The two-year, $16.6 million U.S. Indian Ocean Tsunami Warning System (IOTWS) program is being implemented by a USAID-led consortium of five U.S. government agencies in support of the Intergovernmental Oceanographic Commission (IOC), part of the United Nations, which leads the international effort. More than 100 U.S.-funded experts and scientists worked on the project.
With many critical components in place by 2007, the system has already been put to use. When an 8.2-magnitude earthquake off the coast of Sumatra, Indonesia, on September 12, sensors provided information within seconds, and international tsunami bulletins were issued minutes after the earthquake. National warning systems sprang into action, analyzing data and risk, issuing warnings, and-just as important- cancelling them. Local communities responded by remaining alert or evacuating, depending on the assessed level of risk.
The plan was to design an "end-to-end" tsunami and multi-hazard warning system for the 28 countries in the Indian Ocean region.

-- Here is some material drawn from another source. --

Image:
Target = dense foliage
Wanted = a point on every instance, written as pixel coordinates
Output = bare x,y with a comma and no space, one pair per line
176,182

That meant that the system needed to take into account everything from the initial detection of an earthquake and tsunami at sea, to the processing of data, the dissemination of warning information, and the preparation of local communities for rapid response.
The United States provided the initial design for the regional warning system and provided critical equipment, including coastal sea-level gauges, seismic stations, enhanced communications systems, and two deep-ocean tsunami detectors, known as "tsunameters" or DART (Deep-Ocean Assessment and Reporting of Tsunamis) buoys.
U.S. experts also assisted in setting up national disaster warning centers in Indonesia, Thailand, Sri Lanka, and the Maldives, and they provided training to government specialists. Tens of thousands of people have participated in disaster training sessions, evacuation drills, and other community-focused interventions as part of USAID's efforts to increase community resilience in tsunamivulnerable areas.